Zegar
Ten artykuł dotyczy czasomierza. Zobacz też inne znaczenia tego słowa. |
Zegar – starożytne narzędzie do odmierzania czasu. Wynaleziono go, kiedy pewien Egipcjanin spojrzał w Słońce i go oślepiło. Stwierdził, że gówno się w ten sposób dowie i lepiej, żeby informacje ze słońca pobierał za niego ktoś inny.
Historia
Pewien Egipcjanin wpadł na pewien genialny pomysł – postawił patyk na środku narysowanego pola i oglądał jego cień. W ten sposób powstał zegar słoneczny. Nikt jednak nie rozumiał, o co w nim chodzi. Sam autor też, więc został wtrącony do psychiatryka.
Pojawił się następny Egipcjanin, a jako, że miał on IQ wyższe od IQ kurczaka, to zaczął coś kombinować. Wykombinował klepsydrę. Perfidny był to wynalazek niesamowicie i do niczego się nie nadał. Egipcjanina wyśmiano i skończono kombinować, a robotę zostawiono Chińczykom. Tam nudził się niejaki Liang Ling-Son, więc przy okazji oprócz zegara wymyślił też podział czasowy. Potem z zegarem zaczęli bawić sie Rzymianie i wykombinowali kalendarz, udziwnioną wersję zegara. Jakiś Rydzykoleś nie mógł znieść, że jego kochanka się starzeje, więc cofnął czas o 10 dni. Nikt nie wie po co to było innym, a gdy ktokolwiek się domyśla, banda MW strzela w jego okno kamieniami.

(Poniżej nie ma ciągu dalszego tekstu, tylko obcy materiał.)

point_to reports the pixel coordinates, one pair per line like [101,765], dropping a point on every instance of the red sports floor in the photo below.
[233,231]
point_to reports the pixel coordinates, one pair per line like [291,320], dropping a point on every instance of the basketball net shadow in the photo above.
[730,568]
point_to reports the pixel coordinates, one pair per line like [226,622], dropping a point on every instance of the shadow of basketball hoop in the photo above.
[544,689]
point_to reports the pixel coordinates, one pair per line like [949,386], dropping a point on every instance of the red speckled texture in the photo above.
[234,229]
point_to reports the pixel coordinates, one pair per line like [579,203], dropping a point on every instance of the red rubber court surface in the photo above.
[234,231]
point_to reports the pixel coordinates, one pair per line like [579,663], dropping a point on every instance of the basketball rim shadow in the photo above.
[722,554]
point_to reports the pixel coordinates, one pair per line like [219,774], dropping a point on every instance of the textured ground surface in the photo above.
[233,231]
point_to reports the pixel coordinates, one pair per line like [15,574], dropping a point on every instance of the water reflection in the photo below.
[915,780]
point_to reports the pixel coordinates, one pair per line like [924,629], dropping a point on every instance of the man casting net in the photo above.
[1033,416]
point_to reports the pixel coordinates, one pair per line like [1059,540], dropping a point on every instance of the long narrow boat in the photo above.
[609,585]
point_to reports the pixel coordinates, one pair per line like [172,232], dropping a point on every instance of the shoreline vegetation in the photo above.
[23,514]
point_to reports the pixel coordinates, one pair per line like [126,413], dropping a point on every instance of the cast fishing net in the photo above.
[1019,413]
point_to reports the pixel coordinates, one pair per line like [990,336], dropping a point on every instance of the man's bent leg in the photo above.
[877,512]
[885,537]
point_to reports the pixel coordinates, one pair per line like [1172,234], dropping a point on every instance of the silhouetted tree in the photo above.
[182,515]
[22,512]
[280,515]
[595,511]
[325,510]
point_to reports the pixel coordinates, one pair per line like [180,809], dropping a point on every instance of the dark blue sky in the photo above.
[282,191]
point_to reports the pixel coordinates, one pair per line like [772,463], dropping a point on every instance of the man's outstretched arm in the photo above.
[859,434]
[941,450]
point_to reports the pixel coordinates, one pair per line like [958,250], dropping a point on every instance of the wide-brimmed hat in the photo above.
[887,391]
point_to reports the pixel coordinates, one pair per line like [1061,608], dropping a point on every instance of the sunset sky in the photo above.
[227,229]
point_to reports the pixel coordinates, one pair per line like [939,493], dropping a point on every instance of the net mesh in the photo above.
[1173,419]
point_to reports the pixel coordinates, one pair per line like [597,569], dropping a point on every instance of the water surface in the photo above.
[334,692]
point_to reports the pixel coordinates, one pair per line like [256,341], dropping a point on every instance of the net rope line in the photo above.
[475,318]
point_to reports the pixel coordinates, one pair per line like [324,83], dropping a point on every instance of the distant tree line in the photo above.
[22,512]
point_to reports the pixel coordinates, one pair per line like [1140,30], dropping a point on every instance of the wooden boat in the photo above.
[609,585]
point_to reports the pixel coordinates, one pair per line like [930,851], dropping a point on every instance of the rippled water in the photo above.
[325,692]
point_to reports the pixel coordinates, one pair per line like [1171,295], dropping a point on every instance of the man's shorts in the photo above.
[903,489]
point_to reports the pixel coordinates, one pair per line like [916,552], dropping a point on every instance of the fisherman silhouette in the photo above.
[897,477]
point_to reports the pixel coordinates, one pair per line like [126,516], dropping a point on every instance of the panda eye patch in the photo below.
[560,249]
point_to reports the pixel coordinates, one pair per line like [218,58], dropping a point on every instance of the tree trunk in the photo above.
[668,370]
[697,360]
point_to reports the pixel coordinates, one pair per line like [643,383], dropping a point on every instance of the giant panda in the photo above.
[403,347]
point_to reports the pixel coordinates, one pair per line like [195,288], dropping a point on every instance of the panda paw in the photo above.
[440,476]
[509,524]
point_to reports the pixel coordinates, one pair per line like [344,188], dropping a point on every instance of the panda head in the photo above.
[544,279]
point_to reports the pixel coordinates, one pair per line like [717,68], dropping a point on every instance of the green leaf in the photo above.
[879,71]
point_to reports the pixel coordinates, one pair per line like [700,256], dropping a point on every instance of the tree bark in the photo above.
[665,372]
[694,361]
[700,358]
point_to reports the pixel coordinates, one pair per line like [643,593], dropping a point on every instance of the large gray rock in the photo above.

Najbardziej jednak precyzyjnym zegarem okazał się wynalazek polskiego konstruktora kaskadera, co potwierdza ilość sprzedanych egzemplarzy, jest zegarek MONTANA na rękę. Konstruktor w ten sposób zminimalizował koszty produkcji i wdrożył go do powszechnego użytku. Niestety już dawno temu zaprzestano produkcji, ale tylko i wyłącznie dlatego że one nigdy się nie psuły i każdy kto chciał już go kupił. Ponadto posiada on bardzo fajną funkcję - melodyjki, 8 melodyjek które aktywuje się za pomocą tylko 2 przycisków oraz stoper. Melodyjki przydawają się najbardziej jak się chciało zaszpanować pięknej dziewczynie, co by szybciej straciła opory i dała się zaciągnąć do łóżka.
Znaczenie dla Ewolucji
Pierwszym, podstawowym dowodem na kreacjonizm był tzw. Argument Paleya głoszący, że "skoro istnieje zegarek musi istnieć też zegarmistrz". Czyli: ludzie nie mają palców na czole bo to by było głupie, inne otwory służą do wydalania niż do jedzania. Wniosek? Człowieka i inne stwory z Ziemi zaprojektował Bóg, pierwszy zegarmistrz. Ewolucjoniści odrzucają ten argument jako nielogiczny i wychodzący z błędnych założeń. Oficjalna odpowiedź przedstawiona została w książce Ślepy zegarmistrz Richarda Dawkinsa i brzmi ona: "Na co Bogu zegarek skoro jest wszechwiedzący? Nie musi sprawdzać która godzina."